Kathy Peters, West Sound salmon recovery coordinator for Kitsap County, credits Maasberg for ensuring this project remained a priority of state government.
“The savvy to be able to connect with the elected officials that Naomi has was really impressive,” she said. “For Naomi, who’s not a scientist at all, for them to recognize [the project’s importance] is really important … They knew where to target their work.”
Peters has worked with Maasberg and her co-founder and partner, Joleen Palmer, for the last few years as they monitored the creeks and estuary in anticipation of the bridge project.
Maasberg said Stillwaters is in a period of evaluation. Thirteen years after she and Palmer founded Stillwaters as an education center, she said area residents are educated in the basics and need a challenge.
“There are a lot of green hearts in Kitsap,” she said.
Maasberg became an environmentalist after moving to Kingston. She previously worked in community nonprofits, mostly in the Lutheran Church, and woodworking. She and Palmer, a former science teacher, bought the Stillwaters property in 1992 to start a retreat center.
Maasberg said the more she and Palmer learned about the property — the wetlands and wildlife — she realized the property would be better used to educate people about the environment.
“We just listened to the land,” she said. She said she learned, sometimes through experience, that when someone treats the environment incorrectly, it’s usually out of ignorance.
For instance, large woody debris was often removed from streams and salt marshes in the last 50 years by natural resources workers, thinking the ugly logs weren’t necessary. Through research, Maasberg learned those logs provide nutrients to the water and habitat for insects, which then feed the fish and birds. One of Stillwaters’ projects is to return old fallen logs to those environments; one such endeavor took place in 2007.
Stillwaters has provided native gardening workshops, information on green construction, wetland and native plant tours and “Welcome to the Watershed” packets to new homeowners. Stillwaters offers nature camps for school-aged children, and Maasberg said now that Stillwaters has been around long enough, she’s enjoyed watching children return as young adults, some working on their graduation projects with the center.
“They’re nature kids and they love it,” she said. “We need more of those kind of people. They’re who is going to take care of the earth when we’re gone.”
Maasberg said the biggest reason Stillwaters is re-evaluating what it is able to provide and what it should focus on is because of how Kingston has changed in the last 10 years.
“Green is the new cool,” she said. “We were one of the few community nonprofits when we started. Kingston has just so grown in community involvement.”Gelder added, “The role of NGOs (non-governmental organizations) has always been an important one, but in the past several years, it has — for me, anyway — identified a heightened need to partner with those in the county.”
Peters said she appreciates the honesty in the work of Maasberg and Palmer.

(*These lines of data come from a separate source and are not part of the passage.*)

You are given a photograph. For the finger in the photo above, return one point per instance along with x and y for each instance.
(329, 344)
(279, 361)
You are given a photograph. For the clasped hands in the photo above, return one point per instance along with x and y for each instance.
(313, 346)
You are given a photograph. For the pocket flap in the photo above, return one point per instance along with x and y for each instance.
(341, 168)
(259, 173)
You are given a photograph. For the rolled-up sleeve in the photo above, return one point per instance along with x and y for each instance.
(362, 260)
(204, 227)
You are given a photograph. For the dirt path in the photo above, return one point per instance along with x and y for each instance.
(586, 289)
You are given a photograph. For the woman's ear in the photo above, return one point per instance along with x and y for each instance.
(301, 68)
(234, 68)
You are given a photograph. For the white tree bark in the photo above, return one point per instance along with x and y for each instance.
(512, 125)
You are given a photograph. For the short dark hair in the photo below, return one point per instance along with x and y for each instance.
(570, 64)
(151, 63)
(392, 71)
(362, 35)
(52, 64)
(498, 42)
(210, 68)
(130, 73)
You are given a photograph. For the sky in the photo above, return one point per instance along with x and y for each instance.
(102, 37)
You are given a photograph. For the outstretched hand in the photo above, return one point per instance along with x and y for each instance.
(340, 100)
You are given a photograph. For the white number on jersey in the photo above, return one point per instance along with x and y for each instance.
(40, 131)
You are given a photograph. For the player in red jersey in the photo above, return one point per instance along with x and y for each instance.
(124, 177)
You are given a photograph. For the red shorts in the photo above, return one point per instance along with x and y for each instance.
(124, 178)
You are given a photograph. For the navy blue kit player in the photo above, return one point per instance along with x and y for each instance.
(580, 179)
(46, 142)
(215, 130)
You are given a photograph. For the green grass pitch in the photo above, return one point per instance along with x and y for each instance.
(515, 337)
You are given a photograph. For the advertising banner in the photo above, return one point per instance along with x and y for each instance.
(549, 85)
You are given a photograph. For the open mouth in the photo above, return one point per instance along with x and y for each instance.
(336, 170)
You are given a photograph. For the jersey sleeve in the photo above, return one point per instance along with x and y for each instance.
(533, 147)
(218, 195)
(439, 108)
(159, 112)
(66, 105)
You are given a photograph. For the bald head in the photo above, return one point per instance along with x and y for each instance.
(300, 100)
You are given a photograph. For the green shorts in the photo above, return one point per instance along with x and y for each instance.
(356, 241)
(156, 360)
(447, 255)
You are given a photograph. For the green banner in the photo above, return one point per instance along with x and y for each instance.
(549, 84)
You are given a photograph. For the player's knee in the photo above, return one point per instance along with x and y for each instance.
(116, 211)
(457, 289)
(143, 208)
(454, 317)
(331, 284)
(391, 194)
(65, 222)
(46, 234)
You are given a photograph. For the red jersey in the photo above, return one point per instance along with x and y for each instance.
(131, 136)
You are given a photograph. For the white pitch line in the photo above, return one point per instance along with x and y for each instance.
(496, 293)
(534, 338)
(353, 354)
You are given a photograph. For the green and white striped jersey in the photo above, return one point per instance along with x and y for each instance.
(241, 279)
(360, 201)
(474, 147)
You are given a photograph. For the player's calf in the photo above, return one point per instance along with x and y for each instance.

“The way they have approached the place that they live in and they care about is really lovely, just because they care about it and they’re translating that into action,” Peters said. “They have taken responsibility for where they live and made a healthier place for their community.”
Maasberg said she’s proud of how the community has embraced environmental awareness.
“I’m glad we are ones people turn to when they have questions,” she said. “But I’m glad when I’m at a meeting and [I’m] not the first to bring up environmental questions about a project.”
Maasberg said of Stillwaters, “This is our baby … It’s our legacy.”